Em 1976, após concluir o curso universitário, Ana Cristina teve alguns textos (prosa e poesia) publicados na antologia 26 Poetas Hoje (organizada por Heloísa Buarque de Holanda). Simples pretexto para outros que vieram: Cenas de Abril (poesia) e Correspondência Completa (prosa), ambos saídos em 1979, por conta própria. Durante a segunda viagem que fez à Inglaterra (1979-1981), Ana fez mestrado em Artes na Universidade de Essex. Por lá, imprime Luvas de Pelica.

Ana era (mais ou menos) assim: uma moça de família culta, classe média e protestante.
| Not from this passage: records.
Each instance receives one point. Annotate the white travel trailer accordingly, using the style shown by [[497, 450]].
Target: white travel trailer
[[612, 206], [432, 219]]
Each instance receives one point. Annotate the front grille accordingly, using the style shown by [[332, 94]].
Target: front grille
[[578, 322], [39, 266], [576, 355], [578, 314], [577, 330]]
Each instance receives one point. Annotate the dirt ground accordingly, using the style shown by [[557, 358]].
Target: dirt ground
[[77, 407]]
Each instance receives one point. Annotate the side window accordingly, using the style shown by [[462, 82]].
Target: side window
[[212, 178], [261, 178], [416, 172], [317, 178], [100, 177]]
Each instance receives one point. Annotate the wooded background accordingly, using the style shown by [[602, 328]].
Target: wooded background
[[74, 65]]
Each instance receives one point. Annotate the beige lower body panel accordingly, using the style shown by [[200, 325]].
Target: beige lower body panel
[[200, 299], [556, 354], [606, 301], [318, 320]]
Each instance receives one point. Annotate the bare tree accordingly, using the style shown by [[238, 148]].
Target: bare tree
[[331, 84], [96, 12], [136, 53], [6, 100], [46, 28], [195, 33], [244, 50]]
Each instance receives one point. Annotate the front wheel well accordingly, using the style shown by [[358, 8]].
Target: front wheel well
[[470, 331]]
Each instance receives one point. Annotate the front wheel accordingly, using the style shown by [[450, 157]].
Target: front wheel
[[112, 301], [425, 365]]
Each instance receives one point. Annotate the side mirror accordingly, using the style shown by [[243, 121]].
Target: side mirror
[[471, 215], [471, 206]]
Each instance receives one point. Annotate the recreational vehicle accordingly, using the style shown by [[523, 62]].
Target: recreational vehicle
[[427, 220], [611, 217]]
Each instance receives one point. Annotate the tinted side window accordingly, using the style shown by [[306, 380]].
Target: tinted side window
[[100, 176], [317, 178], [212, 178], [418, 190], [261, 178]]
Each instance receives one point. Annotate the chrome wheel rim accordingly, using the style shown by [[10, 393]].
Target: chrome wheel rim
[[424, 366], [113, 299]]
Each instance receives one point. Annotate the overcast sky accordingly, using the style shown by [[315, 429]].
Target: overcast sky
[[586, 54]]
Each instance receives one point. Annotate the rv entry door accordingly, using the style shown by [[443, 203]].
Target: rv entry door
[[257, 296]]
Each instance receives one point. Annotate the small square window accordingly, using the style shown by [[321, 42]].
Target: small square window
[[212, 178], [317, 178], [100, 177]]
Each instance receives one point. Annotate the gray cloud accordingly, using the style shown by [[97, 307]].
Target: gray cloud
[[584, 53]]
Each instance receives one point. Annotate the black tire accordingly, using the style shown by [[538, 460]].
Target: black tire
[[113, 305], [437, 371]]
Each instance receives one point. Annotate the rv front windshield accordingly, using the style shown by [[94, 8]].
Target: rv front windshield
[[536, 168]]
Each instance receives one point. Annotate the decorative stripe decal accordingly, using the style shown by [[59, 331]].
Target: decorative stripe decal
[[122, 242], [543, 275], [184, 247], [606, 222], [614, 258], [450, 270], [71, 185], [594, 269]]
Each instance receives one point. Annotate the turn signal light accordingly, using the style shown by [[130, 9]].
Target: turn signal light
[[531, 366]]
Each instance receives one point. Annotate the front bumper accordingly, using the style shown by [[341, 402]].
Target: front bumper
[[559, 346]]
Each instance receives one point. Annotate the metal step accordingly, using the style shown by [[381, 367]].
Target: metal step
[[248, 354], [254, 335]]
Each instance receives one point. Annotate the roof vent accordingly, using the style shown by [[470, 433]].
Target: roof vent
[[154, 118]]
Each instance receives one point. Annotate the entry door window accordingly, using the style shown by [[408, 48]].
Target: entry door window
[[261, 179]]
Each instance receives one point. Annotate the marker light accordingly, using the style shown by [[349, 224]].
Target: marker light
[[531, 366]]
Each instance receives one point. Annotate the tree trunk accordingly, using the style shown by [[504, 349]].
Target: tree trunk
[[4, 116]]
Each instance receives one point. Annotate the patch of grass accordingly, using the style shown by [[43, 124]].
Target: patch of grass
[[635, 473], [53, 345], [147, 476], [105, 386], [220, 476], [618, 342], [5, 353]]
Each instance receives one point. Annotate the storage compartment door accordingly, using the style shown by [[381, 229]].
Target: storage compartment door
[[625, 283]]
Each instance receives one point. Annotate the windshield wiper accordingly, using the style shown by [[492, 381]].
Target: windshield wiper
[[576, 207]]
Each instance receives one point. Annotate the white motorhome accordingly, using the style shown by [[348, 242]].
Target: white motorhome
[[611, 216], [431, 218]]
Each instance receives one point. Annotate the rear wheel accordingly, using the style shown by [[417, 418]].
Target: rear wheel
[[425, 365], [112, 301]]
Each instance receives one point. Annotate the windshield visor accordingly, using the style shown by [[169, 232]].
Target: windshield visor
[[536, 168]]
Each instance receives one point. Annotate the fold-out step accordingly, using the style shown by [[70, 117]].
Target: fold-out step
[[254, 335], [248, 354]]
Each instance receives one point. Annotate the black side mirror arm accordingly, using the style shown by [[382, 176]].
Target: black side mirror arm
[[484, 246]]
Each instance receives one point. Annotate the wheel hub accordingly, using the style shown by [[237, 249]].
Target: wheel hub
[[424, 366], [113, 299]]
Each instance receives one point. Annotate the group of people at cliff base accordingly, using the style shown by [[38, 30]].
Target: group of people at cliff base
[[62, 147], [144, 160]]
Protestante numa poesia diferente, que não falava de flores vencendo o canhão. Na biografia escrita pelo amigo Ítalo Moriconi (Ana Cristina Cesar - o Sangue de uma Poeta, Relume Dumará, 1966), uma garota intempestiva, dessas de levantar e sair da festa. Na memória do pai, uma menina reservada, que não gostava de muita badalação. Talvez por isso tenha saído de mansinho da vida, em 29 de outubro de 1983, quando se suicidou. ("Estou vivendo de hora em hora, com muito temor. Um dia me safarei - aos poucos me safarei, começarei um safari''). E entrado, de mansinho, na literatura, onde permanece. Viva e intempestiva.

 

TRECHOS DE POEMAS DO LIVRO INÉDITOS E DISPERSOS:


Esvoaça... Esvoaça...

"É como a vela que se apaga, E a fumaça sobe e se atenua. É o amor fraco que se apaga, Não adiantam poemas para a lua.

Sofre o homem, o amor acaba E a doce influência esvoaça Como o fio adelgaçado De fina e translúcida fumaça

Esvoaça, esvoaça... Atenua o amor, Atenua a fumaça.
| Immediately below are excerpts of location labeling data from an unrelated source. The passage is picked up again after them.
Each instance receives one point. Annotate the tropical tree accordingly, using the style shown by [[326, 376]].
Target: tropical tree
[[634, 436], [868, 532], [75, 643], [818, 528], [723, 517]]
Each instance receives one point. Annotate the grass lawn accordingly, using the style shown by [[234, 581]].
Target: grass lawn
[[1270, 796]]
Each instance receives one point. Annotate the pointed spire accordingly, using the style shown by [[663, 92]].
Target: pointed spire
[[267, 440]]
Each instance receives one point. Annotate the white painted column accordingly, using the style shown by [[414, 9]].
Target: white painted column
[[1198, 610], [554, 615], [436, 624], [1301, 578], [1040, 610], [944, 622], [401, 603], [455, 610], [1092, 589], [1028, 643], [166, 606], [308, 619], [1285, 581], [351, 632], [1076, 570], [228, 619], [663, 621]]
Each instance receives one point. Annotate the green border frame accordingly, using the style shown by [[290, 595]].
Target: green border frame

Para que tanta dor? E o amor que vai sumindo, Adelgaça, esvoaça, esvoaça... (maio/1963)


Primeiras Notícias da Inglaterra

Espremendo cravos (imundícies primeiras num rosto semi-infantil) beberico os nevoeiros britânicos em mim e por fora (e o amor se germanizando todo) (16/06/1969)
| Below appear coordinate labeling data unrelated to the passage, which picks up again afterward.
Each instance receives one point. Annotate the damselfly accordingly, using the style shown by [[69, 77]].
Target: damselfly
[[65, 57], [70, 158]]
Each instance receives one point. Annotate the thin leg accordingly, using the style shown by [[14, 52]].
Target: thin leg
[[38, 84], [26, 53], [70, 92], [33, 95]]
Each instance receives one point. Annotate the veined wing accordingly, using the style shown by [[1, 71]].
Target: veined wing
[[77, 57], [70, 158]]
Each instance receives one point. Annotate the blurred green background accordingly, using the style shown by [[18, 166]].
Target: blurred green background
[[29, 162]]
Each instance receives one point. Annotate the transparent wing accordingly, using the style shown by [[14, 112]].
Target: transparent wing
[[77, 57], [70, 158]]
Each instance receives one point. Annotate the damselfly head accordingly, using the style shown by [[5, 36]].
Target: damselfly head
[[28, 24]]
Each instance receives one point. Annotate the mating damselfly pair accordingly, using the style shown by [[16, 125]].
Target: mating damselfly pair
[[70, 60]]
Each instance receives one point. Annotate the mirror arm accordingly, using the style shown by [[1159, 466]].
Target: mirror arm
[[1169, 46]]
faz três semanas espero depois da novela sem falta um telefonema de algum ponto perdido do país

a gente sempre acha que é Fernando Pessoa

Nada disfarça o apuro do amor. Um carro em ré. Memória da água em movimento. Beijo. Gosto particular da tua boca. Último trem subindo ao céu. Aguço o ouvido. Os aparelhos que só fazem som ocupam o lugar clandestino da felicidade. Preciso me atar ao velame com as próprias mãos. Sirgar. Daqui ao fundo do horto florestal ouço coisas que nunca ouvi, pássaros que gemem.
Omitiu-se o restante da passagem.